Question

Pilar is playing with a motorized toy boat.

She puts the boat in a lake and it travels $400$m at a constant speed.

On the way back to Pilar, the boat travels the same route at the same speed for $2$ minutes, and then Pilar uses the remote control to increase the boat's speed by $10$ m/min.

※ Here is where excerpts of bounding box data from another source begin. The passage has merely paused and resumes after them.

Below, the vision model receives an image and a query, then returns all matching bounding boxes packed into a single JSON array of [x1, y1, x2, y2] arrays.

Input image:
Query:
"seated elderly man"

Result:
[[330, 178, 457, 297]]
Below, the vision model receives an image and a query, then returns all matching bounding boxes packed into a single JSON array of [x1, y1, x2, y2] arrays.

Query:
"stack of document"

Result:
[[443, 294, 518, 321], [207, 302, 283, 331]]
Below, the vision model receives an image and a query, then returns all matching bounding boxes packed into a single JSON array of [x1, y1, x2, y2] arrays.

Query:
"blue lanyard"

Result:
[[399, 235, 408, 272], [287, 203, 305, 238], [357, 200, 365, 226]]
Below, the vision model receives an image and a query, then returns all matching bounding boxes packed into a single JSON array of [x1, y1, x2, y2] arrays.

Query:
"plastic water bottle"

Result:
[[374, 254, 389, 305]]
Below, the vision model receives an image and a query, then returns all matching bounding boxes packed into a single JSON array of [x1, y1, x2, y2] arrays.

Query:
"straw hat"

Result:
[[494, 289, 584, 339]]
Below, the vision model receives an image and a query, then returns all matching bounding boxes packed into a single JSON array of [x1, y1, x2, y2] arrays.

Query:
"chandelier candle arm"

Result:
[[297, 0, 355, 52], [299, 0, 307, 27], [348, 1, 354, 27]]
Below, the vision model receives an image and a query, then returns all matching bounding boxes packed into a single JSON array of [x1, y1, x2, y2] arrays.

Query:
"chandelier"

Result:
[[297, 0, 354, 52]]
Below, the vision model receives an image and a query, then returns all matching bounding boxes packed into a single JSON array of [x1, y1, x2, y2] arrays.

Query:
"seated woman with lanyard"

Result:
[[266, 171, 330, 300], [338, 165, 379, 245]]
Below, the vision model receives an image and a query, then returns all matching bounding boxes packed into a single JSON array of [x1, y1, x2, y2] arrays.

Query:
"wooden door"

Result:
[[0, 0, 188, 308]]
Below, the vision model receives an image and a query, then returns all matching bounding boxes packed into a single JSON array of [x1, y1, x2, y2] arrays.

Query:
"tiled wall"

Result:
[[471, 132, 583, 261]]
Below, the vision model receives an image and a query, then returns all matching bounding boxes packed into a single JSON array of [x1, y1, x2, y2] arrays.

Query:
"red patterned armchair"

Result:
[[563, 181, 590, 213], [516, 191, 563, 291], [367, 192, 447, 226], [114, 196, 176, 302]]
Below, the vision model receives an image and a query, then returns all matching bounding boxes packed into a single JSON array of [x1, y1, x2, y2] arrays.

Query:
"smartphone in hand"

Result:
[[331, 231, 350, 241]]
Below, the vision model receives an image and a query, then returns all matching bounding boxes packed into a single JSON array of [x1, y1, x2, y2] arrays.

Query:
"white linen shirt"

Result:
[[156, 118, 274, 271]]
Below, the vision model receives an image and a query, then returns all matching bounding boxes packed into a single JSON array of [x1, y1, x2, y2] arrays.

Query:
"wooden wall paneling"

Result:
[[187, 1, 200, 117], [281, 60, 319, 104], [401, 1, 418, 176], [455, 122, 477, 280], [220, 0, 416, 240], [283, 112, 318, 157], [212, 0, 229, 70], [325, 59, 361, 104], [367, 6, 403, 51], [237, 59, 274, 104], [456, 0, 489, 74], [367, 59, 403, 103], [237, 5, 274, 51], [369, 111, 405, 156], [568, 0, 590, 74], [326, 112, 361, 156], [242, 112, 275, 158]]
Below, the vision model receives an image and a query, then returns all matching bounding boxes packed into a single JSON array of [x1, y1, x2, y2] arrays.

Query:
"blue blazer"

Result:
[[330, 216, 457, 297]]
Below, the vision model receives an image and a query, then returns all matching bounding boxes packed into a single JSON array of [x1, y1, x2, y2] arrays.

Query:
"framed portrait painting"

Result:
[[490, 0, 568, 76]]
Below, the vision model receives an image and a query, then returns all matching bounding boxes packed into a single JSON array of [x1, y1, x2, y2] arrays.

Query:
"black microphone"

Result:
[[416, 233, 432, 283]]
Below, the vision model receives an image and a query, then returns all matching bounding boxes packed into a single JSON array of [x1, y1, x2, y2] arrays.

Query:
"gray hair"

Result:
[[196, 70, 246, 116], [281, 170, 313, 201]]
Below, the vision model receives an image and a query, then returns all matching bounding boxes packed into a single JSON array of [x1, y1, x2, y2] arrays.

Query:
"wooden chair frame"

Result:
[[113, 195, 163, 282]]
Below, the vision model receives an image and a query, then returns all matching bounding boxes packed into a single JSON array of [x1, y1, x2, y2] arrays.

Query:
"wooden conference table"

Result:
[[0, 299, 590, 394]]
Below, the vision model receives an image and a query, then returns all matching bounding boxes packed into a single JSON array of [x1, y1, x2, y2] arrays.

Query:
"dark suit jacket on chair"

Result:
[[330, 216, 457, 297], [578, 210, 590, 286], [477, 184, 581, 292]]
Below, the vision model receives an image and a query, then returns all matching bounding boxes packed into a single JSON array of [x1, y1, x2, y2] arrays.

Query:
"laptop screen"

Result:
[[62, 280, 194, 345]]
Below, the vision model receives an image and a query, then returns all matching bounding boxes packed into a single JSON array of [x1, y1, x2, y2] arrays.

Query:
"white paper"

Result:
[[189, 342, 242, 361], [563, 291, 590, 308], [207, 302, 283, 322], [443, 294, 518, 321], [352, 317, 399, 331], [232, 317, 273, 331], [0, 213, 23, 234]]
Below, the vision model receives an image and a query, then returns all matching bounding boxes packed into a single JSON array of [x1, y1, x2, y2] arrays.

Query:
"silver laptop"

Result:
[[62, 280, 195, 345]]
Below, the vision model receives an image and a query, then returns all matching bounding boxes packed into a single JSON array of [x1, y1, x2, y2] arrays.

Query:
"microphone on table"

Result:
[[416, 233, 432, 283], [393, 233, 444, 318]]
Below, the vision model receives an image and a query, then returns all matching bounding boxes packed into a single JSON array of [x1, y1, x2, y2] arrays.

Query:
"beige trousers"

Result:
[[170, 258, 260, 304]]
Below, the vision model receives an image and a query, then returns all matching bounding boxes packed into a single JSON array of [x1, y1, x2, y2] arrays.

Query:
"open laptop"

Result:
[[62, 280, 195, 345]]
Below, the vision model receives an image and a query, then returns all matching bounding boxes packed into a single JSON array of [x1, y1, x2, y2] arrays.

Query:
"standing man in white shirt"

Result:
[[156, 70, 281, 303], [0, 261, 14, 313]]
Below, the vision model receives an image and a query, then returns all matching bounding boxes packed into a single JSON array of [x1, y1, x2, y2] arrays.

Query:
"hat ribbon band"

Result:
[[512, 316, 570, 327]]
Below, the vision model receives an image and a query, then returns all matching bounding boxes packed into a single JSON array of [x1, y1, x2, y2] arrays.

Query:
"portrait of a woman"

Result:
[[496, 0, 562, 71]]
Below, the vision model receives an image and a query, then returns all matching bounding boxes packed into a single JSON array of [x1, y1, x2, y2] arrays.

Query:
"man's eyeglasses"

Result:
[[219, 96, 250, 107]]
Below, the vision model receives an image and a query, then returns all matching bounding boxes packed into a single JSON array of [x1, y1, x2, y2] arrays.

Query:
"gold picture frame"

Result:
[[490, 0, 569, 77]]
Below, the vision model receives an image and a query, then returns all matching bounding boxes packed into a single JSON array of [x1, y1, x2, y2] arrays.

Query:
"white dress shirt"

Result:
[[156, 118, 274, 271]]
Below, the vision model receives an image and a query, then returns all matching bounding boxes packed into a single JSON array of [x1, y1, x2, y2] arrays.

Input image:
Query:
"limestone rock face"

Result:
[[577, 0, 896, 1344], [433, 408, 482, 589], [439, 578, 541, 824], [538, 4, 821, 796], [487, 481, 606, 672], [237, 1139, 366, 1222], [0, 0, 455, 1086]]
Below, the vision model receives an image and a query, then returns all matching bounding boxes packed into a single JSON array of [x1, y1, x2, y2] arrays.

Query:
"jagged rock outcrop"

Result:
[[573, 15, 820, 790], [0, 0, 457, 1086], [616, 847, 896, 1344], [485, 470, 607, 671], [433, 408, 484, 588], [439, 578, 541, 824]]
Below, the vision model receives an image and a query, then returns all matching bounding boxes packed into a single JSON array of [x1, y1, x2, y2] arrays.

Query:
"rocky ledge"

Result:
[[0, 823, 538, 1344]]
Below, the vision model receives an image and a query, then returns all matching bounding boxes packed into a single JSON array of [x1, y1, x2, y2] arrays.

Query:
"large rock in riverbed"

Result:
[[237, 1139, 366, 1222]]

So the return trip is $60$ seconds faster. How long does the return trip take?

Answer 1

The trip normally takes $8$ minutes:

Step-by-step explanation:

The given information states that the away distance the boat traveled : $400$m

The time traveled at the same initial speed , v₁, by the boat on the way back : $2$ minutes

The increase in speed of the boat by Pilar :$10$ m/min

The new speed, $v_2=v_1+10$

The time for the return trip, $t_2=60$ seconds (1 minute) faster than time for the trip, $t_1$

$t_2=t_1-1$

Therefore we have;

$$\begin{gathered} v_1\times t_1=v_1\times 2+v_2\times (t_2-2)=400 \\ {v}_1\times 2+(v_1+10)\times (t_2-2)=400 \\ (v_1+10)\times t_2-20=400 \\ \text{But}v₁=\frac{400}{t_1}=\frac{400}{(t_2+1)} \end{gathered}$$

Which gives;

$$\begin{gathered} \left(\frac{400}{(t_2+1)}+10\right)\times t_2-20=400 \\ 10\times \frac{({t_2}^2+36·t_2-2)}{(t_2+1)}=400 \\ 10·{t_2}^2+10·t_2-420=0 \\ {t_2}^2+t_2-42=0 \\ (t_2-7)(t_2+6)=0 \\ {t}_2=7\text{minutes}or-6minutes \end{gathered}$$

Given that $t_2$ is a natural number, we have, $t_2=7$minutes

Whereby,$t_2=t_1-1,$ we have;

$$\begin{gathered} 7=t_1-1 \\ {t}_1=1+7=8\text{Minutes} \end{gathered}$$

Hence, The trip normally takes $8$ minutes.